Just a day earlier, AVIC’s electric vertical takeoff and landing (eVTOL) aircraft AR-E800 was sent soaring on its first flight in east China’s Jiangxi Province.
The electric drone, featuring six coaxial rotors, lifted off from an airfield with a deep, powerful hum. In approximately four minutes, it ran through a full suite of maneuvers, including takeoff, hovering, turns, and forward and backward flight. Designed for whisper-quiet, zero-emissions operations, it can carry a 300-kilogram payload.
The dual test flights came amid efforts to unlock market potential in urban logistics and emergency response as Chinese aviation manufacturers have bet on heavy-lift cargo drones over the past two years.

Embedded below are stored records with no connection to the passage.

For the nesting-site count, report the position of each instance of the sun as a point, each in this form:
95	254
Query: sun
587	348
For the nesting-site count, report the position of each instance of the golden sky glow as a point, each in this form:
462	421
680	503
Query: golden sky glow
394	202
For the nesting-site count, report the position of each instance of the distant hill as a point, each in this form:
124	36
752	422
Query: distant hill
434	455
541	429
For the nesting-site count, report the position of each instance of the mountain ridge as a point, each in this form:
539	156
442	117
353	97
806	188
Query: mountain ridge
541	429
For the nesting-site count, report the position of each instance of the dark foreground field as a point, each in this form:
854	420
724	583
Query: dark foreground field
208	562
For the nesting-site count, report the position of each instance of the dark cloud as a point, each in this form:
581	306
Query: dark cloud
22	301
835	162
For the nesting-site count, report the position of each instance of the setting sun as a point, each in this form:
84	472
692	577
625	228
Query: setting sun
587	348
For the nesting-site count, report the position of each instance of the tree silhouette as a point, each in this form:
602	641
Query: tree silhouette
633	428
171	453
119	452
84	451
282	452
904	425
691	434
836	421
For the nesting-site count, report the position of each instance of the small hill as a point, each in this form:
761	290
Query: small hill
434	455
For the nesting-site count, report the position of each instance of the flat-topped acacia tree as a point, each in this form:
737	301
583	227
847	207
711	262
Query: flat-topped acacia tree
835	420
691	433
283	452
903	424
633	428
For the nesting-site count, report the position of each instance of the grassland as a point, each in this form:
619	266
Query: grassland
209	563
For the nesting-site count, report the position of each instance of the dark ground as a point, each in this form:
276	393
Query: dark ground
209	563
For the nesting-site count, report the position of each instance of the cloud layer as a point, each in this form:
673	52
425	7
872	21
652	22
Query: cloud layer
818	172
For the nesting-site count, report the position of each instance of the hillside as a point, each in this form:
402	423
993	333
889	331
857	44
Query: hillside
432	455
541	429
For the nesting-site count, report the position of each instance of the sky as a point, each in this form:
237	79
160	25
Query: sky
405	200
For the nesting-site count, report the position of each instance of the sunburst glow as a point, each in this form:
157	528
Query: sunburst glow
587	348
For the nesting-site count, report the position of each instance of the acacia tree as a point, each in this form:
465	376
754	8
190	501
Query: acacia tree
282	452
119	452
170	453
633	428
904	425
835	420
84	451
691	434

The global cargo-drone market is projected to approach 5 billion U.S. dollars by 2031, expanding at a 35.8 percent compound annual growth rate, Chinese consultancy firm QYResearch estimates.
PLAYERS PILE IN
In March, the Yitong UAV’s TP1000 — an airworthiness-certified, tonne-class freighter — logged a 26-minute first flight. With a 1,000-kilogram payload, 30 orders for the model have already been secured from clients such as delivery giant ZTO Express.
Under Chinese standards, cargo drones with a maximum takeoff weight of at least 150 kilograms qualify as large cargo drones.
The Boying T1400 unmanned helicopter, developed by Shenzhen-based United Aircraft, flew into the sky in late October in Harbin, northeast China’s Heilongjiang Province. Capable of carrying a 650-kilogram maximum payload for over eight hours, it can operate in extreme temperatures ranging from minus 40 to 55 degrees Celsius and climb to an altitude of 6,500 meters.
This month, a general-purpose transport and delivery drone rolled off the production line in the northeastern Chinese city of Shenyang. With a 2-tonne cargo capacity, it requires just 800 meters of rough runway.
Also in the pipeline are Air White Whale’s 5-tonne-payload W5000 and the 10-tonne CM100 from a Shenyang-based aircraft maker. Delivery service providers including China Post Group and JD Logistics have already signed letters of intent to purchase the latter model.
MARKET POTENTIAL
In the remote mountains and rainforests of southwest China’s Yunnan Province, Chinese grid workers are rewriting the rules of heavy logistics.
A fleet of heavy-lift drones delivered 180 tonnes of materials for three transmission towers in just three days — a task that would once have taken a month using horses and cableways.
At the solar power-grid connection project, 16 drones operated by China Southern Power Grid moved 2,000 tonnes of materials, including supplies for 52 towers along a 22-kilometer stretch, up treacherous terrain.
This approach minimized environmental impact in a fragile karst region, cutting road-building costs by 80 percent and labor by 60 percent.
At another project on the China-Laos power line, a fleet of 30-plus drones and helicopters airlifted 5,000 tonnes of tower materials, sparing nearly 7 hectares of rainforest and more than 30,000 trees in a priority corridor for Asian elephants.
Drones have already played a role in transporting urgent medical supplies in some Chinese cities. Now, their utility is scaling up to heavier payloads, enabling applications in bulk agricultural logistics and remote infrastructure projects.
Similar adoptions are being made in offshore operations. In August, a 2-tonne eVTOL completed a cargo flight to an offshore oil platform, transporting fresh fruits and medical supplies from the coastal city of Shenzhen to a platform 150 kilometers offshore in just 58 minutes.
China’s heavy-lift UAVs still under development are engineered to support multiple civil operations.
Jiutian’s modular payload system enables roles such as the precise delivery of heavy cargo in remote regions, emergency communication, disaster relief, geographic survey and resource mapping, according to AVIC.